TLS in-flight encryption
The original SMTP protocol had absolutely no thought toward security—any server was expected to accept any message, from any sender, and pass the message along to any other server it thought might know how to get to the recipient in the
To: field. That was fine and dandy in email’s earliest days of trusted machines and people, but it rapidly turned into a nightmare as the Internet scaled exponentially and became more commercially valuable.
It’s still possible to send email with absolutely no thought toward encryption or authentication, but such messages will very likely get rejected along the way by anti-spam defenses. Modern email typically is encrypted in-flight, and signed and authenticated at-rest. In-flight encryption is accomplished by TLS, which helps keep the content of a message from being captured or altered in-flight from one server to another. That’s great, so far as it goes, but in-flight TLS is only applied when mail is being relayed from one MTA to another MTA along the delivery path.
If an email travels from the sender through three MTAs before reaching its recipient, any server along the way can alter the content of the message—TLS encrypts the transmission from point to point but does nothing to verify the authenticity of the content itself or the path through which it’s traveling.
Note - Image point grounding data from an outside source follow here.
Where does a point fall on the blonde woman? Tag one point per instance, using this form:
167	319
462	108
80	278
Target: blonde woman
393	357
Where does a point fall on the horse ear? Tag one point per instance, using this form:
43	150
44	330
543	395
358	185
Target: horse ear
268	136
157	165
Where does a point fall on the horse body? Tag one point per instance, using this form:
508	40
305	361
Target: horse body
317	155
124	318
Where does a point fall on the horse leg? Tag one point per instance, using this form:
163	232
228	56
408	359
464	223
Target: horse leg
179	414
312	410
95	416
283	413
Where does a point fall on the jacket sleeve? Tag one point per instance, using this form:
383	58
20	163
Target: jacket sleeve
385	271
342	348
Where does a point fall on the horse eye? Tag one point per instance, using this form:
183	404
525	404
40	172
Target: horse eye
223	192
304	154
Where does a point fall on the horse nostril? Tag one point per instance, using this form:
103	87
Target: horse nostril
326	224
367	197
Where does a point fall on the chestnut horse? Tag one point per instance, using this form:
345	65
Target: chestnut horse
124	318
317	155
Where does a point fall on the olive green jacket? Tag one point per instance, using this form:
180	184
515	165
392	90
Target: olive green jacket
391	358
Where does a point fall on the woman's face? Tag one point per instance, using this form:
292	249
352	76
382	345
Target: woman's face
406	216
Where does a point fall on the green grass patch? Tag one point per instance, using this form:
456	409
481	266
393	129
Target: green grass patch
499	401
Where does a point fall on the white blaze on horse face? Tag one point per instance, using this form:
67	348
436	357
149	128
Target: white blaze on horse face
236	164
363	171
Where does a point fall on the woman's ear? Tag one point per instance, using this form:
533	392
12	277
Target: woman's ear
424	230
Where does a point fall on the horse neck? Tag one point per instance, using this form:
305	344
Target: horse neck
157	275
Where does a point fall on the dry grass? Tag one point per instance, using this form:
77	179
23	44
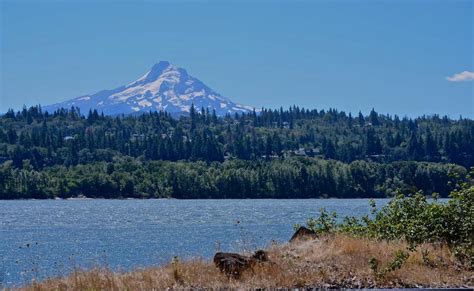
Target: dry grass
332	261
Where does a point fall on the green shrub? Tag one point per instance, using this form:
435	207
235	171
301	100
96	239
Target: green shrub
415	219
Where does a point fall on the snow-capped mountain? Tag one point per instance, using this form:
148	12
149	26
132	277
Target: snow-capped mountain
165	87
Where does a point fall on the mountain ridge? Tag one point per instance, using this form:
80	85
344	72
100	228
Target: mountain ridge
164	87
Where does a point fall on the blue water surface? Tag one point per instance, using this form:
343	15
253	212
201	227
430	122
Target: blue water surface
45	238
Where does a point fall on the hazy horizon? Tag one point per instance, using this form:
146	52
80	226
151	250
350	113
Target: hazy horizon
404	58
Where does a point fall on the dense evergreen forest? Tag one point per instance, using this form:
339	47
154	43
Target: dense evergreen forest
294	153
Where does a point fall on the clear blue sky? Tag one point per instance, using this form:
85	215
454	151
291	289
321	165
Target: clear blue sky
350	55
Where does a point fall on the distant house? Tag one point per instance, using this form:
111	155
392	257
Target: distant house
299	152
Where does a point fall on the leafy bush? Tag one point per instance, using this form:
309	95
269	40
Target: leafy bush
415	219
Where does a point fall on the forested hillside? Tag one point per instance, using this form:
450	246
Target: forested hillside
294	153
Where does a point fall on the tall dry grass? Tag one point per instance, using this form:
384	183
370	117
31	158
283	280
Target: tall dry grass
331	261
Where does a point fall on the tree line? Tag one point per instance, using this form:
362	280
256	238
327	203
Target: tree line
294	153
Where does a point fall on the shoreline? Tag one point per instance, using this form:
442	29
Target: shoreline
330	261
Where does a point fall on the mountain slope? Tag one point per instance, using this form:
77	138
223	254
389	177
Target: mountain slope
165	87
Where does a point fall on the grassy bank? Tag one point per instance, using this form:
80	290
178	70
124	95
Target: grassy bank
330	261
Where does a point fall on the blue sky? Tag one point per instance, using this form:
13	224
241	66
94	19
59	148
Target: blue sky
350	55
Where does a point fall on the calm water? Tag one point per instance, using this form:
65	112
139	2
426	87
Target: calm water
39	239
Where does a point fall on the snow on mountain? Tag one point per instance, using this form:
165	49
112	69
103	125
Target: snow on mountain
165	87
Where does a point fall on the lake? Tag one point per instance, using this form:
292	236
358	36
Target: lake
43	238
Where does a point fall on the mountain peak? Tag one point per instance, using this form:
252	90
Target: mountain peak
163	87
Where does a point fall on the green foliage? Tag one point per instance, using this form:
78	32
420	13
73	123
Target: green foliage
416	220
294	153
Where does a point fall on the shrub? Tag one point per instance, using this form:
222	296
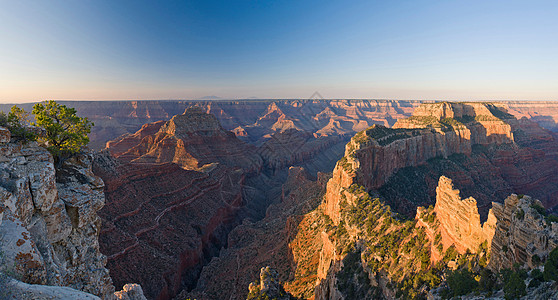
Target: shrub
66	133
17	121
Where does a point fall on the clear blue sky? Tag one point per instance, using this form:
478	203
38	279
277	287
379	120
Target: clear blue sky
278	49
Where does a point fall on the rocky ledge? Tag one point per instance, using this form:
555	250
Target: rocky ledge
49	227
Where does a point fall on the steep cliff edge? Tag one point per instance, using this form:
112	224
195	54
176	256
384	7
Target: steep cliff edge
191	140
48	223
524	233
252	246
368	251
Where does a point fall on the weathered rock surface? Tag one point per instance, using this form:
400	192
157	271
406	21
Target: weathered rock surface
162	222
14	289
49	227
459	219
291	147
252	246
330	117
522	234
268	286
130	291
192	140
5	135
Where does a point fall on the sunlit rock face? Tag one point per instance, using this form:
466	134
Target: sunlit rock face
49	224
522	234
191	140
459	219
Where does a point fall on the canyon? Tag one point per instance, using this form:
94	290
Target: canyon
308	240
198	199
49	227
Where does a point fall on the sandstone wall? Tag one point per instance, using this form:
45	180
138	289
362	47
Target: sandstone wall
459	219
521	233
48	223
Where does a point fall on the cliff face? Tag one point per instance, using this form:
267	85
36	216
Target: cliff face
158	179
190	140
522	234
459	219
364	237
329	117
161	222
48	222
262	243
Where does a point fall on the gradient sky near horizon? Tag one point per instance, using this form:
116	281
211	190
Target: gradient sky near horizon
118	50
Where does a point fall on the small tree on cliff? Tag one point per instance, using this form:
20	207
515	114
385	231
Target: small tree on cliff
17	121
66	133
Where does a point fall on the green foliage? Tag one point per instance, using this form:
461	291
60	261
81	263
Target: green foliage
461	282
66	133
487	282
541	210
551	266
536	278
536	260
17	121
451	254
352	280
551	219
520	214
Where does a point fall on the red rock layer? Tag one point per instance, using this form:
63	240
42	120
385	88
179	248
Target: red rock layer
266	242
161	222
191	140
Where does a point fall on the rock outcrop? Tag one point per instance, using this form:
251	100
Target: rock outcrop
192	140
325	117
162	222
252	246
268	287
459	219
48	223
522	235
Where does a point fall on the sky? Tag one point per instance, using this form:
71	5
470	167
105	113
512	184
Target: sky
134	50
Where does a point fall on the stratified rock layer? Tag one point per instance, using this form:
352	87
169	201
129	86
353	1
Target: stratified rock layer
460	220
522	233
49	226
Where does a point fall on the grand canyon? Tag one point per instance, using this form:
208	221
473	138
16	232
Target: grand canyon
312	199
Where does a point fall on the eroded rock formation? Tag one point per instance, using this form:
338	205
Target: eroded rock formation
459	219
48	223
522	235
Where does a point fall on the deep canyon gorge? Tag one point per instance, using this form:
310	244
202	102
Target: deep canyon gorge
342	199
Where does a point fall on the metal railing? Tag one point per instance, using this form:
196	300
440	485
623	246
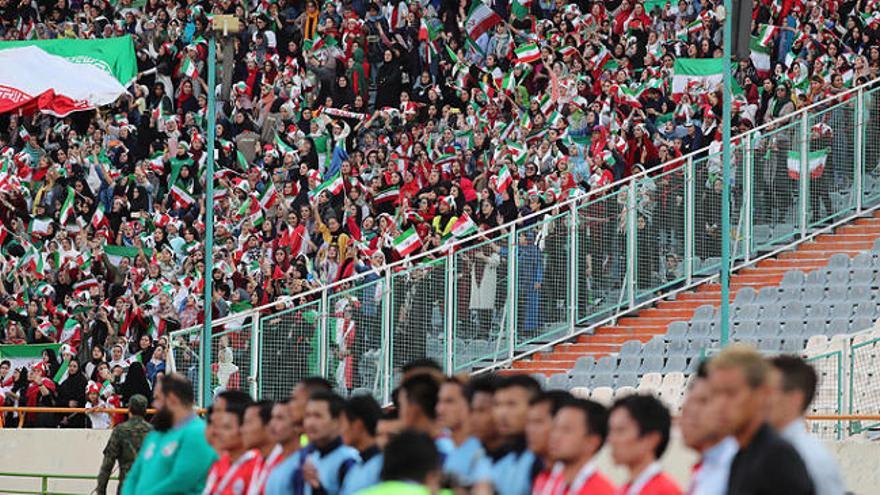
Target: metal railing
48	482
519	288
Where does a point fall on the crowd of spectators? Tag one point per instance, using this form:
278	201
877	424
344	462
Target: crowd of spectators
352	126
743	416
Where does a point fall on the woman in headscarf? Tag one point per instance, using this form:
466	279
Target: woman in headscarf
72	393
136	383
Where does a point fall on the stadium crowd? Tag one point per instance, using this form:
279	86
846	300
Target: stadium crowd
360	133
356	134
743	415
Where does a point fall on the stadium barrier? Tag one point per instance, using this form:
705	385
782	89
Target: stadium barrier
506	293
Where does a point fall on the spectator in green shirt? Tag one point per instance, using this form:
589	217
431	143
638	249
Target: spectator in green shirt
174	458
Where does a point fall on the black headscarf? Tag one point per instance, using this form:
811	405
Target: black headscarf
136	383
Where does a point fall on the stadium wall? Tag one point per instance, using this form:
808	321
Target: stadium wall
79	452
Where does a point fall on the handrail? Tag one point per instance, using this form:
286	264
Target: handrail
446	250
24	410
44	479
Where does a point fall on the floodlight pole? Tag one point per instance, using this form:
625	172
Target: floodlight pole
725	190
205	340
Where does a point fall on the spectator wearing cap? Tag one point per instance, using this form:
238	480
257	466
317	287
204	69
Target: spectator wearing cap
124	444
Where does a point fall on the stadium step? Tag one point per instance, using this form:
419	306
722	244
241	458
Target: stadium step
850	239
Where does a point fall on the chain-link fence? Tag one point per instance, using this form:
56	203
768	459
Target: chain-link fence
831	163
829	394
775	185
480	305
542	275
864	395
510	290
601	256
290	348
418	315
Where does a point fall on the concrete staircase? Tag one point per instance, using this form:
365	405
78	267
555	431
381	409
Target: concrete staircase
642	325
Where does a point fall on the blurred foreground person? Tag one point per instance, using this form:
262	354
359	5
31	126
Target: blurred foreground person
792	388
765	464
638	433
578	433
701	430
176	457
411	466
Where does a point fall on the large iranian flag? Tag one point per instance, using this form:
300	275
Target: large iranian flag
61	76
480	19
704	73
26	356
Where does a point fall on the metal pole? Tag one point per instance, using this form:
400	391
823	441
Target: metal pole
689	223
747	213
205	347
858	182
725	190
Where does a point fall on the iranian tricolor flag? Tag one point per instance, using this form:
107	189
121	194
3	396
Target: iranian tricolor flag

SPF—the Sender Policy Framework
The owner of a domain can set a TXT record in its DNS that states what servers are allowed to send mail on behalf of that domain. For a very simple example, Ars Technica’s SPF record says that email from
arstechnica.com should only come from the servers specified in Google’s SPF record. Any other source should be met with a
SoftFail error; this effectively means „trust it less, but don’t necessarily yeet it into the sun based on this alone.“
SPF headers in an email can’t be completely trusted after they’re generated, because there is no encryption involved. SPF is really only useful to the servers themselves, in real time. If a server knows that it’s at the outside boundary edge of a network, it also knows that any message it receives should be coming from a server specified in the sender’s domain’s SPF record. This makes SPF a great tool for getting rid of spam quickly.
DKIM—DomainKeys Identified Mail
Similarly to SPF, DKIM is set in TXT records in a sending domain’s DNS. Unlike SPF, DKIM is an authentication technique that validates the content of the message itself.
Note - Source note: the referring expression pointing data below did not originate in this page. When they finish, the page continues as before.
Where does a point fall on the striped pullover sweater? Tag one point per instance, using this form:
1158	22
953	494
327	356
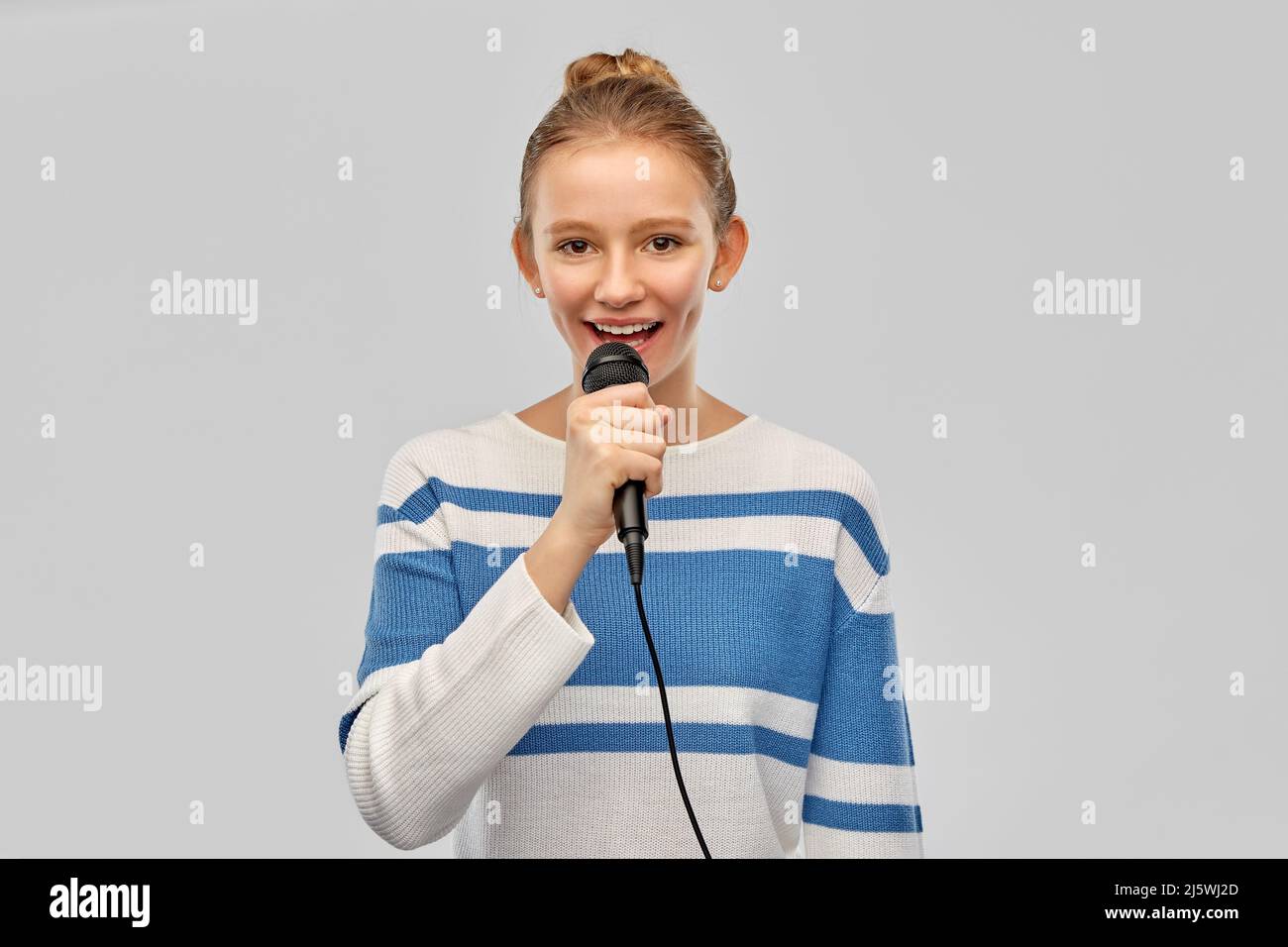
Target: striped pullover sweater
537	733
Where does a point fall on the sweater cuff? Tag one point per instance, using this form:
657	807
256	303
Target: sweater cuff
570	613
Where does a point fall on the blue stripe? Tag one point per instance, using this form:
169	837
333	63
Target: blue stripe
861	817
862	716
829	504
651	737
733	617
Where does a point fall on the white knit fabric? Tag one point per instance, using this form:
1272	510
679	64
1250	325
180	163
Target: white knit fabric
535	733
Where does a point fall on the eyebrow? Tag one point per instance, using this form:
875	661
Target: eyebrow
570	224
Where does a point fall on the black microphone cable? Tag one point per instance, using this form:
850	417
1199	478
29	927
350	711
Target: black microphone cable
666	715
614	364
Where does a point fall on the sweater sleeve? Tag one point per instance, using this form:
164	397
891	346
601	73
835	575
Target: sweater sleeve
861	789
443	696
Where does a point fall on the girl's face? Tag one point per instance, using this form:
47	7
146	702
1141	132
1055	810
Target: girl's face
621	235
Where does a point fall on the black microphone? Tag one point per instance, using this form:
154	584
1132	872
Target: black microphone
617	364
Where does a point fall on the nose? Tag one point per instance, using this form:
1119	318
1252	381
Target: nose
618	285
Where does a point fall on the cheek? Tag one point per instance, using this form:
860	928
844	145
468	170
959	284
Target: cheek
679	287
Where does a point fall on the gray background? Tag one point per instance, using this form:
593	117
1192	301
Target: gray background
220	684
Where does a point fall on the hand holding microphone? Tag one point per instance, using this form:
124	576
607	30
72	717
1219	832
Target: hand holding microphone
610	442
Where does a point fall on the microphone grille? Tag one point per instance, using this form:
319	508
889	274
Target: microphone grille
613	364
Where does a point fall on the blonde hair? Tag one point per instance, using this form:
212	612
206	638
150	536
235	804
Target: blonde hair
630	97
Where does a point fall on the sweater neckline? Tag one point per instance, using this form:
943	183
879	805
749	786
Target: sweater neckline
681	450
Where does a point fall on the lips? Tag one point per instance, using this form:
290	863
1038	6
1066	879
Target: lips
640	342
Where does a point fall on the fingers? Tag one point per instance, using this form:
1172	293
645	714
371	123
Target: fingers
640	467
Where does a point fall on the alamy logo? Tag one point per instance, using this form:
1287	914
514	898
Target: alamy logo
101	900
179	296
59	684
913	682
1078	296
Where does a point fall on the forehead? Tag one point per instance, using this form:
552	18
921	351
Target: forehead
614	184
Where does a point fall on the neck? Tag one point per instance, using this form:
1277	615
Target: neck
703	414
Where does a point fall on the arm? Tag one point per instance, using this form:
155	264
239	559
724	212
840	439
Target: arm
443	696
861	789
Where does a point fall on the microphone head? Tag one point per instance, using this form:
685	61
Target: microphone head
612	364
The owner of the sending domain generates a public/private key pair and stores the public key in a TXT record on the domain’s DNS. Mail servers on the outer boundary of the domain’s infrastructure use the private DKIM key to generate a signature (properly an encrypted hash) of the entire message body, including all headers accumulated on the way out of the sender’s infrastructure. Recipients can decrypt the DKIM signature using the public DKIM key retrieved from DNS, then make sure the hash matches the entire message body, including headers, as they received it.
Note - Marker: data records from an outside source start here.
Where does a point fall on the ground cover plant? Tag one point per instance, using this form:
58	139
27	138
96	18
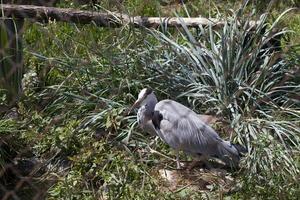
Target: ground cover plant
79	81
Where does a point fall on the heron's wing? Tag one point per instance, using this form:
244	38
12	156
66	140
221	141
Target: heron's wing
182	129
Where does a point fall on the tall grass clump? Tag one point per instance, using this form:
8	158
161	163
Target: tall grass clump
239	73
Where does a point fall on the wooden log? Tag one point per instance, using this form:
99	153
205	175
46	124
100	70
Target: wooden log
44	14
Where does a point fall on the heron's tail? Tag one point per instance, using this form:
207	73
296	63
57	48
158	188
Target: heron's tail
230	153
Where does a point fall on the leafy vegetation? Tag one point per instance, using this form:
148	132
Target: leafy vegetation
79	80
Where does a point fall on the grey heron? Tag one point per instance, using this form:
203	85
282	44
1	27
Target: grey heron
182	129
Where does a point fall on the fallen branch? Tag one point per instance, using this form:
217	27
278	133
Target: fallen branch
44	14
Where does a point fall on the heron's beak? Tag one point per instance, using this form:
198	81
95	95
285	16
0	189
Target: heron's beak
136	104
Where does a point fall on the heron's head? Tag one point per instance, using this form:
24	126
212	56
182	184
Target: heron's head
145	96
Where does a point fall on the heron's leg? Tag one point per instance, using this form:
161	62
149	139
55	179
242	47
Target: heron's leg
200	159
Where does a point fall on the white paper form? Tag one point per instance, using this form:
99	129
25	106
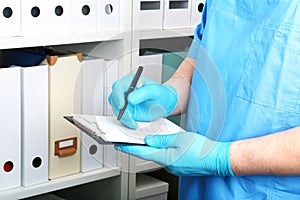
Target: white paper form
111	130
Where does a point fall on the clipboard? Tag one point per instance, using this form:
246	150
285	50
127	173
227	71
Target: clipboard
107	130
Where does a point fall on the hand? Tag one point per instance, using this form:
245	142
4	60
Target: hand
185	154
149	101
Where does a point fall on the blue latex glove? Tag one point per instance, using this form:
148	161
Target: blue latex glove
149	101
185	154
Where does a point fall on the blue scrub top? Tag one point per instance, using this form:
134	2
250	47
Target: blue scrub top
255	45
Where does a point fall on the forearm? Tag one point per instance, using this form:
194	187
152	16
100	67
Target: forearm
181	81
274	154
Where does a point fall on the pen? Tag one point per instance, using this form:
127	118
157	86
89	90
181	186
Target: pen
131	88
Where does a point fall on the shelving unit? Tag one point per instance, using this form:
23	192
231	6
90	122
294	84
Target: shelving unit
119	182
113	45
61	183
160	40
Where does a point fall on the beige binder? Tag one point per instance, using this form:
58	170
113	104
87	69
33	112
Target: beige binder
64	98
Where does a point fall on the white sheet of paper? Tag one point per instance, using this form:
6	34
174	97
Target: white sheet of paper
111	130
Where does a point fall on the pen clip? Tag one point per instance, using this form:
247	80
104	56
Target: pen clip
90	125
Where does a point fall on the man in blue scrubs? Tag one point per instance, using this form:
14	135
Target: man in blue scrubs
240	84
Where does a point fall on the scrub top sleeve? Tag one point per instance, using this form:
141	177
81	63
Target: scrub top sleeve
193	50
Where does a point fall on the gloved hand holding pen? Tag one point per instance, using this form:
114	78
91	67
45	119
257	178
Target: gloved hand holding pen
185	154
149	101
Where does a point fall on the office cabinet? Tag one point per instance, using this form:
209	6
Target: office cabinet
121	44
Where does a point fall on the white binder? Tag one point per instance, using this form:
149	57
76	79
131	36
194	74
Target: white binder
59	17
196	12
177	14
92	103
111	75
150	14
64	97
83	16
34	17
108	15
152	66
34	124
10	18
10	128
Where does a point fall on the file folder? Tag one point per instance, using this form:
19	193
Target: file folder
34	97
108	12
92	103
10	128
34	17
84	16
150	14
177	14
196	12
152	66
64	97
59	17
10	20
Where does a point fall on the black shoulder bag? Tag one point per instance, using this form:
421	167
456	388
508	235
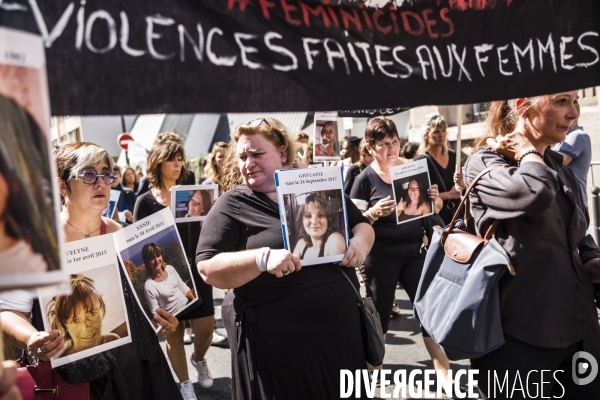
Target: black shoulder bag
372	332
If the decrypted DKIM signature is a matching hash for the entire body, the message is likely to be legitimate and unaltered—at least as verified by a private key belonging only to the domain owner (the end user does not have or need this key). If the DKIM signature is invalid, you know that the message either did not originate from the purported sender’s domain or has been altered (even if only by adding extra headers) by some other server in between. Or both!
This becomes extremely useful when trying to decide whether a set of headers is legitimate or spoofed—a matching DKIM signature means that the sender’s infrastructure vouches for all headers below the signature line. (And that’s all it means, too—DKIM is merely one tool in the mail server admin’s toolbox.)
DMARC—Domain-based Message Authentication, Reporting, and Conformance
DMARC extends SPF and DKIM. It’s not particularly exciting from the perspective of someone trying to trace a possibly fraudulent email; it boils down to a simple set of instructions for mail servers about how to handle SPF and DKIM records. DMARC can be used to request that a mail server pass, quarantine, or reject a message based on the outcome of SPF and DKIM verification, but it does not add any additional checks on its own.